Subject: Re: Perl Translation

On Wed, 19 Jan 2005, I wrote:

> Z(5) has +-1, +-2
> A starter is
> Inf & 4, 0 & 3, 1 & 2

> The other rounds are:
> Inf & 0, 1 & 4, 2 & 3
> Inf & 1, 2 & 0, 3 & 4
> Inf & 2, 3 & 1, 4 & 0
> Inf & 3, 4 & 2, 0 & 1

> The problem is finding the starter. I don't think any of the
> solutions to the problem so far are such a cyclic series of
> rounds.

That was a mistake.
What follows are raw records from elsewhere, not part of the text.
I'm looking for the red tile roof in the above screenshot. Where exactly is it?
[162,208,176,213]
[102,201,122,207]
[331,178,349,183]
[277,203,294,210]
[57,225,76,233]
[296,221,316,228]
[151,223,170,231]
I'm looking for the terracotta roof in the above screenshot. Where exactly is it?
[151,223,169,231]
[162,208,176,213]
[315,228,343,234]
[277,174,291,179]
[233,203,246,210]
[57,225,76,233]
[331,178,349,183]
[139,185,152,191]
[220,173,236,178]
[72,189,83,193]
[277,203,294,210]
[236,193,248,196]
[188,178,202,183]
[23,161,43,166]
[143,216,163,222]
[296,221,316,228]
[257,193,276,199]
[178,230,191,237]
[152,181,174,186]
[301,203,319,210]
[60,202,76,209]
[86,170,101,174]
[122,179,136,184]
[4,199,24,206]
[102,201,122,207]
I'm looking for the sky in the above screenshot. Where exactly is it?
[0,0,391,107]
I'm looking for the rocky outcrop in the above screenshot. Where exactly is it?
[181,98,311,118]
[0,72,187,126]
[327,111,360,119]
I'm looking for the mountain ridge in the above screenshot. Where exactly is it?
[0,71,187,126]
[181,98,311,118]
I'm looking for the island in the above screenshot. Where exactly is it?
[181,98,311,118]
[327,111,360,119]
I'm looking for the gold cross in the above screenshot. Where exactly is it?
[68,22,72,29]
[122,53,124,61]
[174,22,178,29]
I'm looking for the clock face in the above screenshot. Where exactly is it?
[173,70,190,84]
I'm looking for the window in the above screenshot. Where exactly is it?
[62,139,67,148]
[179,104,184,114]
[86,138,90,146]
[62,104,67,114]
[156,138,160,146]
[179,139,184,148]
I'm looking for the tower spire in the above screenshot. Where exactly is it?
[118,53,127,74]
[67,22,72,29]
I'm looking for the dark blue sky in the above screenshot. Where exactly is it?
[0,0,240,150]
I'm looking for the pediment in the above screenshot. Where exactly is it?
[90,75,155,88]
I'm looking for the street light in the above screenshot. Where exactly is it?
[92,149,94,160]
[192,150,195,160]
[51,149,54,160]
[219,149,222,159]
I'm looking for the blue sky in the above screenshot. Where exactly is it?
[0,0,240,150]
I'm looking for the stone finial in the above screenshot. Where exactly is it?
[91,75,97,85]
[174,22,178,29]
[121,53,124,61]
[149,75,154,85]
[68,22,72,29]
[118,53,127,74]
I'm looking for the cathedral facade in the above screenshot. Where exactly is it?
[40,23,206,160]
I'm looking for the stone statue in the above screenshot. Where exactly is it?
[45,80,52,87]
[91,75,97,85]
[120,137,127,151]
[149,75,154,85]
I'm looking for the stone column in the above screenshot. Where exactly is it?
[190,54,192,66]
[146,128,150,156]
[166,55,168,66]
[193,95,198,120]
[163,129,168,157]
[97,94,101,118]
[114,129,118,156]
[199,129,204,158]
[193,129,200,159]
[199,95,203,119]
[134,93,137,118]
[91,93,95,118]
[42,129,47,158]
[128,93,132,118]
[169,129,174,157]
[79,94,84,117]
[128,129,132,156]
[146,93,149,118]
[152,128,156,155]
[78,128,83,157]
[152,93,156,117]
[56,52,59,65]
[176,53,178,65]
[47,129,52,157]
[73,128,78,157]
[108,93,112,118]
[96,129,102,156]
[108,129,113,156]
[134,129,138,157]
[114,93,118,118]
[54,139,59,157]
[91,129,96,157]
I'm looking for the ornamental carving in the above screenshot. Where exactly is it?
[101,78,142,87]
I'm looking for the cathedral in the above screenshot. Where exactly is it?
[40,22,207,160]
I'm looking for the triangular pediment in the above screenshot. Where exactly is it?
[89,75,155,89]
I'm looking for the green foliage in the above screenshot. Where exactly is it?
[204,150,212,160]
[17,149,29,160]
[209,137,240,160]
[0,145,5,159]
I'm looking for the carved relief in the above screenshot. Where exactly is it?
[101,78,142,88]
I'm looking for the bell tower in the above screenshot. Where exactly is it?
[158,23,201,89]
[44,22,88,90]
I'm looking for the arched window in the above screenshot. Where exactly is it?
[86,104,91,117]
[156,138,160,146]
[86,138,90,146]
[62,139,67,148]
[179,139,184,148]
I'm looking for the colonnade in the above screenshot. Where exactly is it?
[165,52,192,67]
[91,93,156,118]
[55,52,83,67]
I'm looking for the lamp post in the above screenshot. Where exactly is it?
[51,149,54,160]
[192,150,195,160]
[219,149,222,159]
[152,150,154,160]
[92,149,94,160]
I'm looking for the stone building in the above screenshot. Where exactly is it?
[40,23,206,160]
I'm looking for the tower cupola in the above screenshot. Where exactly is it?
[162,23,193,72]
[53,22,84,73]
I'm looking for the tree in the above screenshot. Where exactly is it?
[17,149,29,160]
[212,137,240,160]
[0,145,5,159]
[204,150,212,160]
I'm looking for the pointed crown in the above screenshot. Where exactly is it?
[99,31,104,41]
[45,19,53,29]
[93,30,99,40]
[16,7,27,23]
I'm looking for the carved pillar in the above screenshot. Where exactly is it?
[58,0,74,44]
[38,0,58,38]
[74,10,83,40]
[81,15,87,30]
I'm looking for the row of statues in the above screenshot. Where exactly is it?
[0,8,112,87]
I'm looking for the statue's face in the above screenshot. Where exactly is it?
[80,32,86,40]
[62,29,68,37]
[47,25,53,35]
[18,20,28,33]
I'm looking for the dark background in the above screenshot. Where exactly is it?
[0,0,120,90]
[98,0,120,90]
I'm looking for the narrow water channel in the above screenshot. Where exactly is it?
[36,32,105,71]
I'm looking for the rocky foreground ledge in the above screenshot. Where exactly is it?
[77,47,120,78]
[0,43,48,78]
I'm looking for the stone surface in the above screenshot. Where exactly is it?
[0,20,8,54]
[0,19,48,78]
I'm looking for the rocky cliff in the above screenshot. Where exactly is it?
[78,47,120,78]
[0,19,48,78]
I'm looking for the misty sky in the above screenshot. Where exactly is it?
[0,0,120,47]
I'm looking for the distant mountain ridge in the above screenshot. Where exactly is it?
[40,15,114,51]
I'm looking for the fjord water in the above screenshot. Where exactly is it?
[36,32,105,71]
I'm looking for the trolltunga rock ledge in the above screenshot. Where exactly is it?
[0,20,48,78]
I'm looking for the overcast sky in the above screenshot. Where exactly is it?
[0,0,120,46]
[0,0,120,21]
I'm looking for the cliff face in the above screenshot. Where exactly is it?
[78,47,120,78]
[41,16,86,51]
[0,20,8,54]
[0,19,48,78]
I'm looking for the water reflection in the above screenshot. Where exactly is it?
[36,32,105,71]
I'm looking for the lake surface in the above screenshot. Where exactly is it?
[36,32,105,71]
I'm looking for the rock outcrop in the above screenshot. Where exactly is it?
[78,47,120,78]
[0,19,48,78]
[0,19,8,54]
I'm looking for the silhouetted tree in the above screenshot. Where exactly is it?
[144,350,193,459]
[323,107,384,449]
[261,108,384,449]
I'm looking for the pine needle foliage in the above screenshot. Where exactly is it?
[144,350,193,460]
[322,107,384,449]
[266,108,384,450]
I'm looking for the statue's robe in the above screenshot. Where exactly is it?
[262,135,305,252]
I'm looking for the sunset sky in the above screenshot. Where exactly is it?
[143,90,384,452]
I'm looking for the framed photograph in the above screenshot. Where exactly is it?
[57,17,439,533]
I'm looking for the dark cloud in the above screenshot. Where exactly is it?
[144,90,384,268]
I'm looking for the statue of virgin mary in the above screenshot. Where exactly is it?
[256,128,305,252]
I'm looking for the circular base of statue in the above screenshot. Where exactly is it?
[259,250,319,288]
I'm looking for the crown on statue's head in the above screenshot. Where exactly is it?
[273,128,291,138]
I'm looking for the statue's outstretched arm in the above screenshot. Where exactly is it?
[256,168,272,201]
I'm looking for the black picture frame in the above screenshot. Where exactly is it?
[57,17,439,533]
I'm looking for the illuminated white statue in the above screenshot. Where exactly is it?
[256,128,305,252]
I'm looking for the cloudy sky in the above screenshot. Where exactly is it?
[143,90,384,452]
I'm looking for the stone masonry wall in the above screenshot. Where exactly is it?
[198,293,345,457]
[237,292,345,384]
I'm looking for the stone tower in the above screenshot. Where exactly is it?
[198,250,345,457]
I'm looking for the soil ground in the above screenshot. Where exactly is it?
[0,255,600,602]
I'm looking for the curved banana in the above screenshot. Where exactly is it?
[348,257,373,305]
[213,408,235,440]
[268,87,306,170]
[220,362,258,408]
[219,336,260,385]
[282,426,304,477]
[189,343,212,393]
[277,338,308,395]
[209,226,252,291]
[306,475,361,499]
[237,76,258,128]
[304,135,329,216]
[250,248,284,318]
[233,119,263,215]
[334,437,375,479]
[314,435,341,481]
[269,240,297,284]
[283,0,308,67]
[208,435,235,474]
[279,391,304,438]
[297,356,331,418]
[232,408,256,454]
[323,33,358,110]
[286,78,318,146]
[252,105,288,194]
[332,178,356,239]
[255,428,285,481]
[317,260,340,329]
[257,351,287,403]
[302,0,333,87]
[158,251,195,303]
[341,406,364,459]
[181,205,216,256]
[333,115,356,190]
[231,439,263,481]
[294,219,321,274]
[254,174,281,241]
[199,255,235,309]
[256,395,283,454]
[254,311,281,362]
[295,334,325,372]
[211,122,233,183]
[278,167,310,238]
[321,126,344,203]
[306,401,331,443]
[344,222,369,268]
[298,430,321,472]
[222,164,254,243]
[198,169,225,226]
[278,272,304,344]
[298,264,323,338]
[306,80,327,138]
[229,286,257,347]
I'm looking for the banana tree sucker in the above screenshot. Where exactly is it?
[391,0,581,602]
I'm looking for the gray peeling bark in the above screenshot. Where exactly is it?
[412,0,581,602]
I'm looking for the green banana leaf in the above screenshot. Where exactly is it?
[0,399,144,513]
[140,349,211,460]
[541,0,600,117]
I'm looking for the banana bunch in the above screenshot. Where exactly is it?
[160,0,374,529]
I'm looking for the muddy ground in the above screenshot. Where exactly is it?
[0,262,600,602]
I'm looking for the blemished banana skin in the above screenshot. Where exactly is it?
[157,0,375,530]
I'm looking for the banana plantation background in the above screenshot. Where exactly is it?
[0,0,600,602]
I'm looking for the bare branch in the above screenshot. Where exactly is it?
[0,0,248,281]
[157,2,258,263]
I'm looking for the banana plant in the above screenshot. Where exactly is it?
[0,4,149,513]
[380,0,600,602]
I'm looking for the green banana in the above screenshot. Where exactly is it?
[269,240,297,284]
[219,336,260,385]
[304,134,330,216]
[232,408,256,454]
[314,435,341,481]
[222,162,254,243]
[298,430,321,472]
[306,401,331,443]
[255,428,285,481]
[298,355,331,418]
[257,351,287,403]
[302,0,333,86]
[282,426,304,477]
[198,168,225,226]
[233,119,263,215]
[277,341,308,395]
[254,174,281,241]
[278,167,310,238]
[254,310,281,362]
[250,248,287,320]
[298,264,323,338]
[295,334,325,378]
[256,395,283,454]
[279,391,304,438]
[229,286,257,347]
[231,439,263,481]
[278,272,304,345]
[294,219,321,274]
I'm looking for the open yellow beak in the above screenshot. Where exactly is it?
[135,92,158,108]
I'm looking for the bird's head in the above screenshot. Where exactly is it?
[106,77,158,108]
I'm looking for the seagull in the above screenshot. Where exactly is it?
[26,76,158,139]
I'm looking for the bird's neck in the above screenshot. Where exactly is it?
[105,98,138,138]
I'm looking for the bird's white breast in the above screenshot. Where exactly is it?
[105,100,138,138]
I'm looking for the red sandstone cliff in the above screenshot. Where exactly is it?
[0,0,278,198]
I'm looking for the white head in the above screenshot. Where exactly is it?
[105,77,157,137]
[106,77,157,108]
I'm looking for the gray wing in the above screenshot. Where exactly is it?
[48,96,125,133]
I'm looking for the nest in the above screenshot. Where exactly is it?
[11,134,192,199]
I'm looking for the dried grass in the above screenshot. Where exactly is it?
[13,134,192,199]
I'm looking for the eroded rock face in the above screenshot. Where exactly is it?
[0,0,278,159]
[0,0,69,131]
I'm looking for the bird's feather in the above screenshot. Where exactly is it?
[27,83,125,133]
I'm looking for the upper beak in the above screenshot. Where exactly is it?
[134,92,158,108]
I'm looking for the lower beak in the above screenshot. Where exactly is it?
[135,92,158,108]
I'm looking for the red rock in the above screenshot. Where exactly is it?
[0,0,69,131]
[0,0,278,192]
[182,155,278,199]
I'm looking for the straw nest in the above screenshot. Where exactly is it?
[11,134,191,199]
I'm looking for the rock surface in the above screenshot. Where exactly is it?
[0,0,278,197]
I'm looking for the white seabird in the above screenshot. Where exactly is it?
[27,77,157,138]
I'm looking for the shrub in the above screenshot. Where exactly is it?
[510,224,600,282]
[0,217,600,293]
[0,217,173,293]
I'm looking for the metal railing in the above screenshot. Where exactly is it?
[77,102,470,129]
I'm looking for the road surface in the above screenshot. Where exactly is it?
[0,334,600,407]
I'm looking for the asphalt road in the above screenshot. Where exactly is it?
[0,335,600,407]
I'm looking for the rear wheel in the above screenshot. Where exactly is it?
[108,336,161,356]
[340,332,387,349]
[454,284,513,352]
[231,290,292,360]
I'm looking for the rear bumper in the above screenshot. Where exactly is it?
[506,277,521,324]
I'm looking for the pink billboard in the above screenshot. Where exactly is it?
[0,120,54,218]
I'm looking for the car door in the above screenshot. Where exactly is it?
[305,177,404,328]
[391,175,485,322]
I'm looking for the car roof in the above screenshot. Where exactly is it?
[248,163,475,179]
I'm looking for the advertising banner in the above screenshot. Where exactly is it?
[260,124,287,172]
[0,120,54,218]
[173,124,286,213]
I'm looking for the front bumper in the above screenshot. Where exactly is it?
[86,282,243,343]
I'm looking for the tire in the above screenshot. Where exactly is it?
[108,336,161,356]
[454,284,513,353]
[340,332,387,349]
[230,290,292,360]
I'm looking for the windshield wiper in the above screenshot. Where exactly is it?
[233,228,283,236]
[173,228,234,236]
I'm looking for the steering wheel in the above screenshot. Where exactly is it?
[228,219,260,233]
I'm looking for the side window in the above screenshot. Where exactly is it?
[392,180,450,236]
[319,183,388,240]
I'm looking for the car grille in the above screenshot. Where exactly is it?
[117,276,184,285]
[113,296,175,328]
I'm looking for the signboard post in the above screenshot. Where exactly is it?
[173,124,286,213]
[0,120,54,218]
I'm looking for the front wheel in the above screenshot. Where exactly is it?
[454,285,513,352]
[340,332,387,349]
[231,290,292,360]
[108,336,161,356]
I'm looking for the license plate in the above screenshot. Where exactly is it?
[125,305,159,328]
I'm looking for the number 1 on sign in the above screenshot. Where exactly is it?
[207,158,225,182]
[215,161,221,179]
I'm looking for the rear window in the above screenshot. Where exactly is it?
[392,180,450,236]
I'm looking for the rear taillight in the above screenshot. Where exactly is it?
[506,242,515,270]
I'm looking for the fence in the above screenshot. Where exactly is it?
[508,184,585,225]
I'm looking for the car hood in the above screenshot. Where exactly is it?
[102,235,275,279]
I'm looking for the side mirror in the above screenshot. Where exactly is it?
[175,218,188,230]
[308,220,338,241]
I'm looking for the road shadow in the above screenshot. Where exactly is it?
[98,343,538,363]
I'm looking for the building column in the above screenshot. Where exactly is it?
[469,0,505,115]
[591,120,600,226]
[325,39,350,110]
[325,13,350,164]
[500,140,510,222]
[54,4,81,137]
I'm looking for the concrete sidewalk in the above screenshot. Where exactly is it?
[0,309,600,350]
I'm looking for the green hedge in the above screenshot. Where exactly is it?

I must have been thinking about whist
tournaments (whist is a four-handed game like bridge where over
the tournament, everyone partners every one else once and opposes
every one else twice.)

Zsan Ambrus's original perl solution, for example, as expanded
below, was cyclic.

$M = $N-1;
$K = ($M-1)/2;
for $r (0 .. $M-1) {
for $t (1 .. $K) {
print( ($r+$t)%$M, "-", ($r-$t)%$M, " ")
}
print $r, "-", $M, $/
}
print$/

We are doing arithmetic modulo $N-1, the point of infinity is
arbitrarily $N-1, the starter is
1 & -1, 2 & -2, ... 0 & $N-1
and subsequent rounds follow by addition of 1 to each of the
values except the point of infinity.

So I was also wrong about it being a problem finding the starter.

Jeffrey Vinocur's visualization of the problem as n-1 teams
moving about the perimeter of n/2 parallel playing fields, ie all
except the champions who play all their games before the stadium
results in the same solution as the above one, I believe.